Quando entro, quase não consigo
cumprimentar os presentes. Geralmente, estou mais preocupada em jogar minha
mochila em qualquer lugar e encontrar um pequeno espaço para ficar pela próxima
hora. Só depois disso que olho ao redor para ver quem se encontra. Hoje, Marcinha, Lana, a gorda da enfermagem e um moreno que já vi por aqui antes;
conduzindo tudo, Tim. É claro que tem muito mais gente, mas esses são os rostos
conhecidos.
Não sei o nome verdadeiro do Tim.
Ele ganhou o apelido por se parecer – mas só de longe – com o Tim Maia. Como o
ser humano sempre se atrai pelo horrendo de uma forma quase mística e
hipnótica, não conseguia tirar os olhos do seu rosto bexiguento. Parecia que
tinha sido deformado por um enxame de abelhas. Seus olhos quase somem por trás
das sobrancelhas, inchadas como todo o resto. Sua boca até seria um ponto de
normalidade naquela catástrofe, se não fosse sombreada por um bigode que não
diz a que veio.
Apesar da cara assustadora, Tim
parece ser bom. Meio sacana, mas bom. É justamente o que Paulinha está dizendo
quando tiro, por alguns segundos, os fones de ouvido. Marcinha por sua vez, é
bem mais atraente que Tim, apesar de não ser propriamente bonita. Deve ter uns
40 anos.
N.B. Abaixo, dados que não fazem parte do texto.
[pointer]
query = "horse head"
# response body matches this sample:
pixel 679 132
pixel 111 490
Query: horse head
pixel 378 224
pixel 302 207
Morena clara, cabelos pretos encharcados de creme para pentear, sempre
tilintando as numerosas bijuterias descombinando entre si. Tinha o olhar da
Brigitte Bardot, mas não sabia disso. Provavelmente, só eu sabia. As outras
pessoas dali não pareciam o tipo de gente que sabia quem tinha sido a musa
francesa.
Quanto aos outros, Lana tinha um
formato roliço e cara de safada. Ia sempre de bermuda, para mostrar a tatuagem
mal feita na panturrilha. A gorda da enfermagem me lembra aquela personagem de
Clarice que mata a amiga com um garfo – a gordura sendo mais marcante que o
nome em si, já que não lembrava como nenhuma das duas se chamava. O moreno era
novo ali, e não tinha nada de especial, além de se parecer com aquele
rapper/ator, o LL Cool J.
Tem gente faltando aqui, mas nunca
dá pra encontrar todo mundo junto. Andreia, quarenta e poucos anos, jeans e blusa
decotada de helanca, cabelos arruivados, longos e cacheados, piercing no dente
(sim! No dente!), uma verruga no meio do nariz. Vascaína. Da Baiana não sei dizer muita coisa. Tem ainda uma velhinha
com cara de tartaruga. Ouvi “Ai se eu te pego” pela primeira vez da boca do
Branco, um rapaz novo de olhos claros e orelhas de duende. Mirela sumiu. Acho
que dava em cima do João, e, depois que o marido descobriu e bateu nela, nunca
mais a vi.
O lanche geralmente ficava por conta
da Edna, de voz estridentemente insuportável, mãe do pequeno desvairado Kevin. Hoje, apesar de Edna não ter vindo, tem lanchinho do mesmo jeito: pão
de queijo, coca cola e um sanduíche de maionese, acho que foi Lana quem trouxe.
Lembro que fiquei meio assustada na primeira vez que vi todo mundo comendo
naquele lugar lotado, às 7 da manhã. Mais assustada ainda quando Edna, sem
querer, meteu bolo de fubá no meu cabelo e, logo em seguida, foi servir um café
extremamente quente para alguém que estava atrás de mim. Agora, depois de
inúmeros lanches coletivos e até mini festas de aniversário, já tinha me
acostumado.
Tentava ouvir as conversas, mesmo
com os fones de ouvido. Nunca era nada profundo. Geralmente, alguma coisa sobre
as obras que estavam sendo feitas, sobre a novela, algum bordão da “Zorra
Total” soltado aqui e ali. Zoações internas também eram frequentes. Desde que
todos falassem o tempo todo, valia qualquer coisa, qualquer assunto. Raramente eu
falava alguma coisa, só sorria às vezes. Ou, se falava, raramente era com Tim, João, Fernando, Alípio e todos os outros que comandavam o lugar. Ao contrário
dos meus colegas de viagem, tentava respeitar minimamente a pequena placa
localizada acima de Tim e falava ao motorista somente o indispensável.